The integration of Atlas (used for data governance in Hadoop) and Ranger (used for access control in Hadoop) will protect the integrity of data flowing into the platform through the use of dynamic tagging. According to Morgan, it’s the first technology of its kind, and is far superior to the current row and column access control that’s widespread today.
“It gives you a dynamic security blanket that can automatically update itself based on new data that streams in,” he says. “Maybe it’s PII [personally identifiable information]– you can have policies for that that say you can see Social Security numbers and names but we’ll never let you can see Social Security numbers and names together.”
Cross-component compatibility of data lineage tracking is another new feature in Atlas. Previously, Atlas users could set up lineage for one Hadoop component, like Hive, only to find the lineage didn’t extend to other projects. Now, the data lineage and tracking features of Atlas stay intact no matter how the data is accessed, be it through Hive, Kafka, Scoop, or Storm.
HDP 2.5 also brings the formal launch of Apache Zeppelin. The data science notebook, which Hortonworks unveiled earlier this year, should provide comfortable place for data scientists to engage with Apache Spark. “It’s about taking Spark out of the pilot stage and going enterprise wide,” Morgan says.
Ambari, the open source operations console, gets spruced up with a new feature called Smart Sense that’s designed to give administrators a predictive and proactive view of their infrastructure, “so they can automatically identify problems within in their infrastructure before they manifest themselves,” Morgan says.
The new release of Hive–which Hortonworks engineers dubbed Live Long and Process (LLAP, que the Mr. Spock references)–should bring an 80 to 90 performance boost compared to pervious versions, Morgan says. “We’re now able to have a conversation about sub second response time to queries. This is enormously valuable to somebody doing ad hoc analytics,” he says.

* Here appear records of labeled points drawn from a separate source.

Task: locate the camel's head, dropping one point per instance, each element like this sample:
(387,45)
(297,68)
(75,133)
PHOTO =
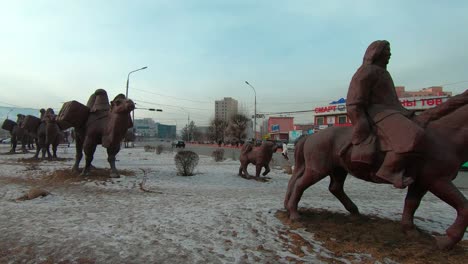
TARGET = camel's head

The HBase NoSQL database has gotten something that almost everybody will appreciate it: support for SQL. “We’ve enabled full SQL access within the HBase layer with connectivity to any ODBC compliant BI tool,” Morgan says. “That’s enormous value for people who want to standardize around HBase.”
The new release of Storm (version 1.0) introduces new streaming capabilities, including sliding and tunneling window support, which allows customers to take snapshots of a stream. “It also brings new ways to manage back pressure so users don’t lose streaming data, and enables you to do resource awareness scheduling and integration into operations console,” Morgan says.
The new partnership with AtScale will give data analysts new ways to access data stored in Hadoop. “The idea you can take Hadoop and open it up to business analysts through a full BI tool from a single vendor, enables organizations to maximize the value of that deployment,” Morgan says.
Hortonworks has had a close partnership with Microsoft for years. In fact, Microsoft’s version of Hadoop, called HDInsights, is based on HDP. Now the two vendors are taking their partnership into the cloud, thanks to Hortonworks decision to name HDInsight as its premier connected data platform cloud solution partner.
The cloud partnership with Microsoft is a key part of Hortonworks’ connected data plane strategy, Morgan says.
“Whether you’re talking about mobile apps, you’re talking about energy and production, or your talking about farming and agriculture, the cloud is now becoming a big piece of the data fabric,” he says. “It’s not beyond the data lake. It’s in addition to a data lake, and in fact it could be many data lakes within in the cloud. So connected data platform is embracing this mega trend.”